Deutschland 2011
Regie: Matthias Bittner
Uraufführung: 5. August 2011
(Filmfestspiele Locarno „Semaine de la critique“)
„NIMB – Not in my backyard“ ist in Nordamerika ein geflügeltes Wort, wenn man etwas nicht in seiner Nähe haben möchte. Sei es ein Windkraftwerk, eine Überlandleitung, ein Funksender oder ein aus der Haft entlassener Sexualstraftäter. Über sogenannte „Sex offender“ und den rigorosen Umgang mit ihnen in den USA hat der Ludwigsburger Filmstudent Matthias Bittner seinen Dokumentarfilm „Not in my backyard“ gedreht, der heute Morgen im Rahmen der gegenwärtig stattfindenden Filmfestspiele von Locarno uraufgeführt wurde.

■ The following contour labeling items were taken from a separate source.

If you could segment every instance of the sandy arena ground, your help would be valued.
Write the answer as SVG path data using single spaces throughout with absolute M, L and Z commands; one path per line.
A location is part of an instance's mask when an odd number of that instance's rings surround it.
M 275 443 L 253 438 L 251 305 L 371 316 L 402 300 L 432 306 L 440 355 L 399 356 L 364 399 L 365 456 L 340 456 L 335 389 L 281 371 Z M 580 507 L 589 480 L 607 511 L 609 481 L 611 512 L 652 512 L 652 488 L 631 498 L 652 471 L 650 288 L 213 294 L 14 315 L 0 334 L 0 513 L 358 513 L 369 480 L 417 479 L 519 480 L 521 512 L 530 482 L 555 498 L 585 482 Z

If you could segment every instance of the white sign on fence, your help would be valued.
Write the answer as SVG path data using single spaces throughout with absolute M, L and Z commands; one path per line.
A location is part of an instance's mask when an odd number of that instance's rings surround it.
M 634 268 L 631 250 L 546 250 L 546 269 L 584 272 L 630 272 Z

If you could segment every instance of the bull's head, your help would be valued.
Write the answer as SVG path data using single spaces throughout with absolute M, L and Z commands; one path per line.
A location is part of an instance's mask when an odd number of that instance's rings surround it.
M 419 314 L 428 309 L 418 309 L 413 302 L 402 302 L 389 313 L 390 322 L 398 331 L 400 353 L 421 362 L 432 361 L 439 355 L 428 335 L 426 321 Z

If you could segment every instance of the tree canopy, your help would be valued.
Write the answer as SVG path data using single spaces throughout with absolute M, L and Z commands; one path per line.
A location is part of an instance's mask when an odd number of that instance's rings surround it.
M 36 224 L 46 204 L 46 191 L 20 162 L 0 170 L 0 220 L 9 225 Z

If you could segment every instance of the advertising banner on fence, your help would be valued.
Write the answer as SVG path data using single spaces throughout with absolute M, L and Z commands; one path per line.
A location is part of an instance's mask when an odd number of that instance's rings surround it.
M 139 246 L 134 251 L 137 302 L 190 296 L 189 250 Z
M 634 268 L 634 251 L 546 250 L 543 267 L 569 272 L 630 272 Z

Teofilo ist ein Latinoamerikaner mittleren Alters. Er lebt in Miami auf der Straße, d. h. in einem städtischen Parkhaus. Nicht weil er Obdachloser leben wollte, sondern weil er muss. Als verurteilter „Sex Offender“ – also Sexualstraftäter – ist ihm jegliche Nähe zu Schulen, Kindergärten und Orten untersagt, an denen sich potentiell Kinder aufhalten können. Über GPS ortbare elektronische Fußfesseln wird er rund um die Uhr polizeilich überwacht. Mit seinem Dokumentarfilm „Not in my backyard“ hat sich der Ludwigsburger Filmstudent Matthias Bittner auf ein heikles Terrain gewagt. Allerdings nicht in Deutschland, sondern in den USA. Was hier zulande gerne gefordert wird, ist da bereits Realität. Konsequente Ausgrenzung von entsprechenden Delinquenten.
Ob damit weitere Verbrechen verhindert werden können, ist fraglich.
Die Politik der totalen gesellschaftlichen Ausgrenzung von Sexual-straftätern trifft auch Elliott. Er hat immerhin eine Wohnung. Allerdings wissen seine Nachbarn über sämtliche Details seiner Persönlichkeit und natürlich auch seines Vergehens Bescheid. Über das entsprechende Internet-Portal der Polizei. Das diente auch Matthias Bittner zur Vorbereitung seines Films.
Stockend sprechen Elliott und Teofilo auch über das, was sie getan haben vor Bittners Kamera. Der Regisseur fragt aus dem Off beharrlich nach…
Obwohl in „Not in my backyard“ alles zur Sprache kommt, wahrt Matthias Bittner die notwendige Distanz zu seinen Protagonisten und ist weit davon entfernt, den sexuellen Missbrauch von Kindern zu verharmlosen oder gar zu entschuldigen.
Er fand dafür einen präzisen filmischen Ausdruck, der über das nüchterne Reportieren hinaus geht und einen überzeugenden gesellschaftlichen Kontext herstellt – ohne das hier ein zusätzlicher Kommentar notwendig wäre. Auch formal eine reife Leistung!
In einer aufgeklärten, modernen Gesellschaft muss auch der Mensch, der ein Verbrechen begangen und dafür bestraft wurde, anschließend erwarten können, dass er mit Würde und Respekt behandelt wird. Alles andere ist ein Rückfall ins Mittelalter! Matthias Bittner drehte dazu mit „Not in my backyard“ einen wichtigen, in Form und Inhalt einzigartigen Film…der zu Recht nach Locarno ein-geladen wurde.